Trev's 3 Favourite Running Tips

Trev's 3 Favourite Tips 

(Part 2 of 3) 

Click Here to read part 1

Click Here to read part 3

Part 2: Running

Shoe laces:

How frustrating is it when your shoe laces come undone and you're forced to stop and re-tie them? Okay, I hear your comments about elastic laces not coming undone, but having elastic laces in training shoes is not recommended. My reasoning for this is that elastic laces allow too much movement of the shoe upper which could compromise the stability of the foot strike. If these laces are used for both racing and training the mileage racked up with potentially less than ideal foot stability could lead to an injury. By me making this statement it is clear that my recommendation is for elastic laces to be used for racing and rigid laces to be used for training. Getting back to the frustrating dilemma of self untying laces and how to prevent it. Your laces are unlikely to become untied during an easy recovery run, when it would not matter too much, but are likely to when you are on a PB or during the winter when you really want to keep your fingers inside those warm thermal gloves (if your luck is anything like mine). So what to do? You could simply tie a double knot (I have had double knots come undone on me) or you could try this tip:

Lace some elastic lacing through the 3rd and 4th row of eyelets from the top. Tie off with a

Reef Knot

. Do NOT make the elastic tight. It should not hold firmer than the rigid laces will. Tie your laces as per normal and tuck the bows and loose ends under the elastics. No guarantees, but this has worked for me for many years.

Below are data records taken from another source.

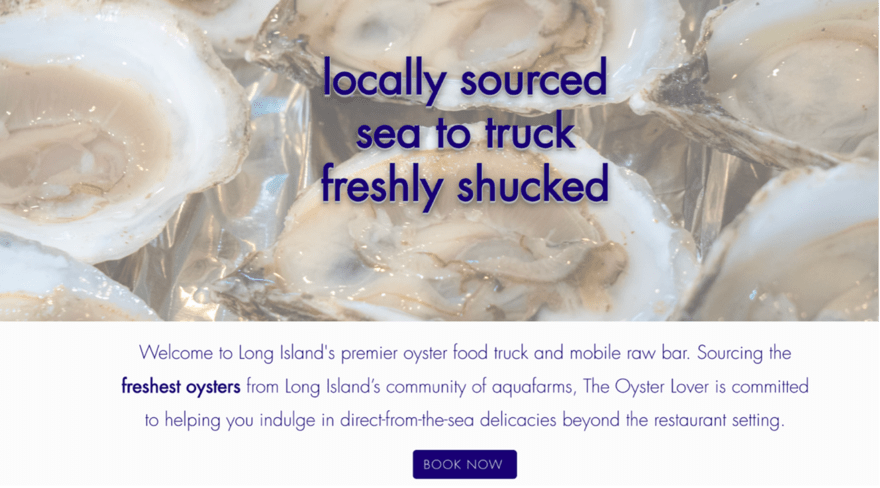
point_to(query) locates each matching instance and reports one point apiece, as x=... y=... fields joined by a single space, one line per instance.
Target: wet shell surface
x=100 y=142
x=231 y=25
x=782 y=85
x=42 y=284
x=639 y=38
x=618 y=260
x=804 y=249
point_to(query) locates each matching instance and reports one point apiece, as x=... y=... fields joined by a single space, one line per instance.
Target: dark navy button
x=464 y=465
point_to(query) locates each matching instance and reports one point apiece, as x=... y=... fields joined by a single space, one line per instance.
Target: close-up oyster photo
x=187 y=160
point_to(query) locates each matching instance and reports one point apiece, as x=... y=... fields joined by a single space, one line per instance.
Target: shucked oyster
x=100 y=142
x=40 y=284
x=476 y=261
x=230 y=24
x=804 y=249
x=779 y=83
x=639 y=39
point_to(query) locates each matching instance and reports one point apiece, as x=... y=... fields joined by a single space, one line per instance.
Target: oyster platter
x=176 y=160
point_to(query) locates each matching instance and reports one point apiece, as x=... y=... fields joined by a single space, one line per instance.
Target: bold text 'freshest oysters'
x=804 y=249
x=781 y=83
x=479 y=261
x=40 y=284
x=639 y=38
x=100 y=142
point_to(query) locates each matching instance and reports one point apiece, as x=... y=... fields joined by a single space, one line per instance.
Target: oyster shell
x=639 y=38
x=480 y=261
x=101 y=142
x=804 y=249
x=231 y=25
x=40 y=284
x=778 y=85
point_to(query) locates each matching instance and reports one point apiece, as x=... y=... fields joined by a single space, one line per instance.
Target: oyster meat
x=42 y=284
x=804 y=249
x=639 y=39
x=99 y=142
x=476 y=261
x=777 y=85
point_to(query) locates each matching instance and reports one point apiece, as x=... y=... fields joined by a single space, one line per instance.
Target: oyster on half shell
x=110 y=115
x=231 y=25
x=781 y=83
x=478 y=261
x=42 y=284
x=804 y=249
x=639 y=38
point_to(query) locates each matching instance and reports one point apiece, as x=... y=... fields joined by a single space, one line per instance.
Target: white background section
x=63 y=418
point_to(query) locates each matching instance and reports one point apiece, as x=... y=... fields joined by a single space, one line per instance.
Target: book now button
x=464 y=465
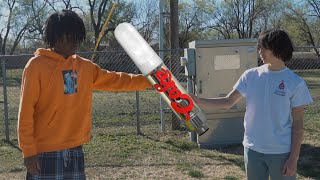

(Thanks to the MTB fraternity, I saw this system on some MTB shoes assuming it was to keep the laces out the chain rings works.)

Wet shoes:

How many times have you reached for your shoes the day after a run in the rain only to be putting you warm dry feet into soggy shoes. Not a very comfortable moment is it? The easy, but more costly tip is to have 2 pairs of running shoes so you can rotate periodically, or you could try this tip:

Stuff paper that has a high absorption rate; news paper, kitchen paper towelling etc..., into your wet shoes. Allow it to draw up moisture until it seems saturated then replace with fresh paper. Repeat as many times as necessary.

Then remove the final round of paper, remove laces and inner soles, and leave the shoes in a warm area. This will allow all components to dry faster than leaving them in the shoe. Avoid leaving your shoes on a hot radiator or in front of a fire as the high heat has the potential to cause damage that may compromise the function of the shoe.

Low temperatures:

Now that winter is setting in (UK readers), and our central heating is starting to keep us comfortable, we have the tendency to think that the lowering outdoor temperatures are colder than what they are. Due to this greater indoor-outdoor temperature difference we end up over dressing for our runs. Out the door with base layer, running outer layer, jacket, beanie and gloves only to find that we are boiling in a bag 10 minutes down the road. Next cold run you are about to do try this tip:


Step outside in your regular clothing for a minute or so. Get a more accurate feel for the temperature then dress into your running kit allowing for the appropriate conditions. Dress for a temperature a few degrees warmer than it is. In the spring consider using a guide of around 10°C and around 5°C for the dead of winter. A word of warning: Don't under dress. Test this on short runs and find the limits you are comfortable with. Avoid overheating due to too many layers.